The development of trade relations with the USSR would be an important and logical step in the progression that started with cultural and scientific exchange programs and has been expanded through agreements for cooperation in specific technical projects, the growth of tourism, and the Test Ban Agreement. It is in our long term interest to utilize all possible avenues of entry into the closed Soviet society and to enlarge the kind of relations that could prove useful when tensions mount. Trade could be a highly effective device to such ends.

Thomas C. Mann
  1. Source: Johnson Library, National Security File, NSAM File, NSAM 333, Box 7–8. Confidential. Copies were sent to the Secretary of Commerce and the Deputy Secretary of Defense.

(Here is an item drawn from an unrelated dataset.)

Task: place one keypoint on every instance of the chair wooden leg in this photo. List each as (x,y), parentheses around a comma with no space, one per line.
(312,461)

  2. NSAM No. 333, May 13, directed the Secretaries of State, Commerce, and Defense to appoint senior representatives to a committee that would recommend to the President “what actions the government should take in our trade relations with the USSR and Eastern Europe in the light of the recommendations of the Miller Report.” (Department of State, S/S–NSC Files: Lot 72 D 316)

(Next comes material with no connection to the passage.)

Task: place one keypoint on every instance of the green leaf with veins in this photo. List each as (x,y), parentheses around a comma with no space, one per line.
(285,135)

  3. The quotation is from President Johnson’s remarks broadcast on the 20th anniversary of V–E Day; text in Public Papers of the Presidents of the United States: Lyndon B. Johnson, 1965, Book I, pp. 506–509.
  4. Not attached, but a copy, dated June 4, is in the Johnson Library, Papers of Anthony M. Soloman, East-West Trade Legislation #2, Box 4.
  5. Reference is to Secretary Connor’s testimony on May 13 before the Committee’s Subcommittee on International Trade.